On the night of Wednesday September the 23rd a friendly game of bowling took place at Hollywood Bowl in the beautiful city of Portland, Oregon. The events took a turn for the ugly when one, dirty socks, decided to turn the evening into the biggest nightmare in the history of Bedge.
My client, the infamous, the illustrious, the highest of all highs, prezofdeath was cheated by the one with the dirtiest socks in the history of the world. The night started when DS was owned. Judge may I present, exhibit A:
After this ownage by my client, prezofdeath, according to witnesses DS preceded to seethe the rest of the evening, plotting his revenge.

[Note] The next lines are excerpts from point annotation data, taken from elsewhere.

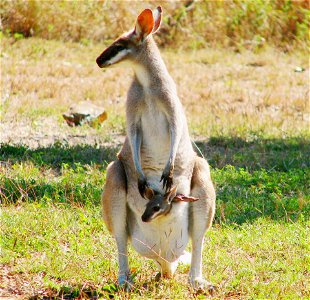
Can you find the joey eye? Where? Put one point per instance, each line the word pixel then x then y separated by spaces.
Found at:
pixel 156 208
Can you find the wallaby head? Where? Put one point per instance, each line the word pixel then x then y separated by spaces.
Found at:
pixel 161 204
pixel 128 46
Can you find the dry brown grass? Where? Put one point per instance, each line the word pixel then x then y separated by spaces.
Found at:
pixel 224 93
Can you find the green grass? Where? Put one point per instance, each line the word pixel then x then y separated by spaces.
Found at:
pixel 53 235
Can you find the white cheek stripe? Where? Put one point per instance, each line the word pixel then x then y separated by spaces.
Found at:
pixel 118 57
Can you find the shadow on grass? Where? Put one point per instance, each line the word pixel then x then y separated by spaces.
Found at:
pixel 55 156
pixel 269 154
pixel 260 178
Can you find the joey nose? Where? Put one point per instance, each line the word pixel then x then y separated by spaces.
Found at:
pixel 144 218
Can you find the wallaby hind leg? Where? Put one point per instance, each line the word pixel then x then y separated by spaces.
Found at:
pixel 114 208
pixel 201 216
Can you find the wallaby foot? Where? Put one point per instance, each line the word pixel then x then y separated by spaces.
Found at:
pixel 167 177
pixel 201 285
pixel 125 282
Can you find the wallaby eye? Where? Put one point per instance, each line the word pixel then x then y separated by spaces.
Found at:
pixel 156 208
pixel 119 47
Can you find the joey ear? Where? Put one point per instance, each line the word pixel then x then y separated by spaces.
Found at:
pixel 157 18
pixel 149 193
pixel 182 198
pixel 144 24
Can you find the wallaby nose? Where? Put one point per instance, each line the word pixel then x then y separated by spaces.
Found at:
pixel 99 61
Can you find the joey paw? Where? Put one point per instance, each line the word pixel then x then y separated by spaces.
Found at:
pixel 142 185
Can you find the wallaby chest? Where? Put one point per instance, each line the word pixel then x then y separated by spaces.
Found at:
pixel 155 136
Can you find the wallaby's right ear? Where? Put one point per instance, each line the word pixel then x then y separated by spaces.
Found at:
pixel 144 25
pixel 149 193
pixel 157 18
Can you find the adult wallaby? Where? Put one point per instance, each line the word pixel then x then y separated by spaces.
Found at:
pixel 157 147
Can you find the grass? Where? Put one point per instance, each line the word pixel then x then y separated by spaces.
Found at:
pixel 186 24
pixel 248 113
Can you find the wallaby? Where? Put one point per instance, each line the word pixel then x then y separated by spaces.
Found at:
pixel 157 148
pixel 160 205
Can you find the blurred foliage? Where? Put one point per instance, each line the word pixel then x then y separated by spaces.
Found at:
pixel 186 24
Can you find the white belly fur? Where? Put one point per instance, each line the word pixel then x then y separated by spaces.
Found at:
pixel 165 237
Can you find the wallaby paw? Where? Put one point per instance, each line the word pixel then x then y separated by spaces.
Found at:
pixel 125 282
pixel 201 285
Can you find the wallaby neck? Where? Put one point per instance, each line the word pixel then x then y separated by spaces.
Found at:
pixel 150 68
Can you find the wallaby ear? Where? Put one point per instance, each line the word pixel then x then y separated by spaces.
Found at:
pixel 157 18
pixel 144 24
pixel 149 193
pixel 182 198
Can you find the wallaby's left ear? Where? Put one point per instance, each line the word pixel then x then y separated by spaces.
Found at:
pixel 157 18
pixel 171 194
pixel 145 24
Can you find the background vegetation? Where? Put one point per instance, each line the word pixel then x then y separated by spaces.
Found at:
pixel 242 71
pixel 186 24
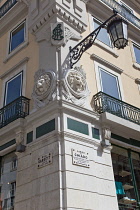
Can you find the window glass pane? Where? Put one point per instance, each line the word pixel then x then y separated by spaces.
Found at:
pixel 103 35
pixel 13 89
pixel 109 84
pixel 137 54
pixel 17 37
pixel 123 179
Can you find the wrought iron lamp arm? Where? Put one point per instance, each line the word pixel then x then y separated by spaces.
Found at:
pixel 77 51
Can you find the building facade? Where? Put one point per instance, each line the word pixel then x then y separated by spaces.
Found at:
pixel 69 134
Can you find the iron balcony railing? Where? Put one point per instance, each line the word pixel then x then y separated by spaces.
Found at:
pixel 19 108
pixel 123 12
pixel 6 7
pixel 107 103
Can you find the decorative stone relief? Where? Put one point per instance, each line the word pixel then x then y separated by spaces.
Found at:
pixel 44 87
pixel 44 3
pixel 75 86
pixel 85 1
pixel 70 35
pixel 67 3
pixel 57 33
pixel 24 1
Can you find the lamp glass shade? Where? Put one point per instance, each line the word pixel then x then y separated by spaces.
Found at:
pixel 117 30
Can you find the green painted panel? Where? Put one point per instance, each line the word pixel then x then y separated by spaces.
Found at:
pixel 78 126
pixel 132 142
pixel 45 128
pixel 8 144
pixel 29 137
pixel 95 133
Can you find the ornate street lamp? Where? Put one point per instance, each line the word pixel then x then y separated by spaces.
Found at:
pixel 117 29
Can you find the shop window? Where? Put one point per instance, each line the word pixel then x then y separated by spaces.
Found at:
pixel 8 186
pixel 137 53
pixel 103 36
pixel 17 36
pixel 124 179
pixel 13 88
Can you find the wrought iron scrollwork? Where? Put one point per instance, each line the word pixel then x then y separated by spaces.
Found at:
pixel 77 51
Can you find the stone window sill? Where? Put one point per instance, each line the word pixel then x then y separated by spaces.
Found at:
pixel 15 51
pixel 106 48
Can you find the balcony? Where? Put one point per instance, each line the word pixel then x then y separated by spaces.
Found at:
pixel 6 7
pixel 123 12
pixel 19 108
pixel 106 103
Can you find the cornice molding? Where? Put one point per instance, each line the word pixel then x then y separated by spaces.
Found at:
pixel 24 60
pixel 26 2
pixel 63 14
pixel 106 63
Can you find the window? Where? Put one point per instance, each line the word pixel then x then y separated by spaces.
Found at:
pixel 12 192
pixel 14 164
pixel 109 83
pixel 95 133
pixel 13 88
pixel 17 36
pixel 103 36
pixel 137 53
pixel 126 167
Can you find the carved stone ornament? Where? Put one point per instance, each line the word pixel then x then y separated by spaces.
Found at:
pixel 75 86
pixel 24 1
pixel 57 33
pixel 44 87
pixel 85 1
pixel 70 35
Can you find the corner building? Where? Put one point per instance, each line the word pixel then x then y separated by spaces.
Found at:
pixel 69 137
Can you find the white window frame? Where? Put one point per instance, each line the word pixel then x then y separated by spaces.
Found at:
pixel 6 85
pixel 97 42
pixel 11 35
pixel 12 74
pixel 132 44
pixel 9 53
pixel 13 182
pixel 110 71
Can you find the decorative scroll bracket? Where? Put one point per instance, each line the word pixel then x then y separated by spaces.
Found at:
pixel 77 51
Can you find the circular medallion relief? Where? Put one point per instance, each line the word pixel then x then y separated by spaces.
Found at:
pixel 42 84
pixel 76 82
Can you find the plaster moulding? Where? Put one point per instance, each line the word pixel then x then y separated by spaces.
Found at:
pixel 24 1
pixel 44 89
pixel 137 80
pixel 106 63
pixel 75 87
pixel 65 16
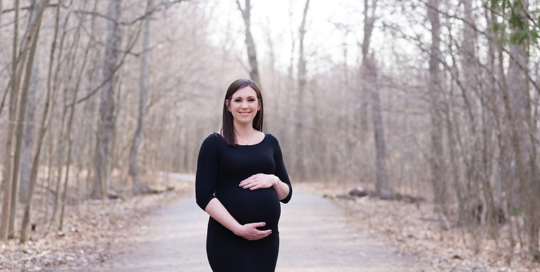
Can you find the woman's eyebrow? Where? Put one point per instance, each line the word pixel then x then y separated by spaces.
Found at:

He got his opportunity after buying performance enhancing candy from some kids. This is obviously cheating. In his "roid rage," DS bet that my client would have to give up his name(prezofdeath) if he beat my client by more than 100 points in the last game. Painted into a corner by this kid hopped up on roids, with his manhood on the line, my client accepted the bet. But, but my friends, DS made a fateful error. In his excitement to bowl, he neglected the obligatory handshake that seals a bet between mankind. Without this handshake the bet shall be null and void. There is also no evidence of the score claimed by DS. We must exercise the rule know to all bedgers: POIDH.
I rest my case. It is in the hands of you, the jury, the people of blazersedge, to decide the fate of prezofdeath.